Solomonov invited du Plessis to intern at Zahav, where she worked as a line cook, and later hired her to open a kosher restaurant, Citron and Rose, in the Philadelphia suburbs (it has since closed).
“I was excited about the project,” she said. “We were reviving Old World cuisine but making it modern.”
“Michael inspires me,” she added. “He’s embracing his heritage and not really feeling embarrassed by it. Kugel and chopped liver aren’t high end, but foods with that much memory attached to them are special – and you can put your modern stamp on it.”
Similarly, now in her own kitchen, du Plessis enjoys tinkering with recipes, especially those for bread.
“You can make little tweaks in the mixing, proofing, shaping and baking and come out with a very different product,” she said. “Every culture has its bread. There’s Indian naan and Middle Eastern pita. For Jews it’s challah.”
The challah of du Plessis’ childhood, however, was big, round and filled with raisins, which she didn’t like. She remembers being annoyed at having to pick each one out, so it’s no surprise that she has updated her mother’s recipe.
“I spent a lot of time working on it to get it where I wanted,” she said. “At Essen, I actually use honey in my challah, which gives it a way better flavor.”
Du Plessis also makes more savory varieties: one crusted with poppy, sesame and pumpkin seeds, and another topped with zaatar, a blend of Middle Eastern spices and salt.
Whether sweet or salty, du Plessis emphasizes that Jewish food connects Jews to their traditions.
“Food has an emotional component,” she said. “It plays a huge role in keeping people engaged and involved, and helps us retain our Jewish identity.”
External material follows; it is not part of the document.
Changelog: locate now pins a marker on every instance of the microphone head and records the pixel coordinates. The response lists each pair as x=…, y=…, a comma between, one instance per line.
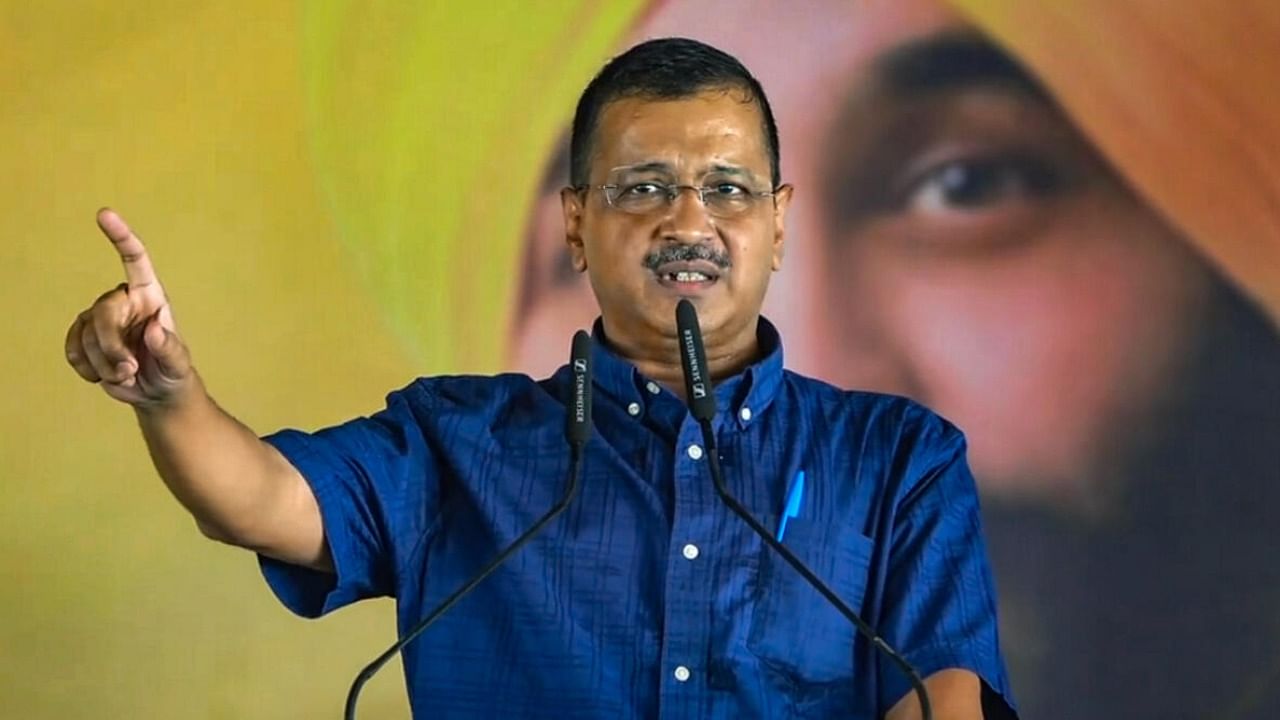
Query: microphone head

Seeing as she owns a heimische bakery that turns out treats like danish and rugelach, it’s probably no surprise that du Plessis’ most beloved Jewish foods are the desserts of her childhood. Her mother only baked babka for special occasions — du Plessis makes it every day in her bakery. Her chocolate halva babka has earned the highest praise; it’s a delicious example of how she has updated a classic.
Of course, with training anchored in French technique, du Plessis couldn’t have a bakery that did not sell croissants. Along with the traditional version, she makes one spiced with zaatar.
“I wanted the bakery to represent me – of course it has to have a Jewish slant – and to make products I really love,” she said. “I’m not a purist; I’m not trying to make old Jewish recipes. I see them more as inspiration, as a jumping-off point.”
Joyce Eisenberg and Ellen Scolnic write for the JTA international news agency and wire service.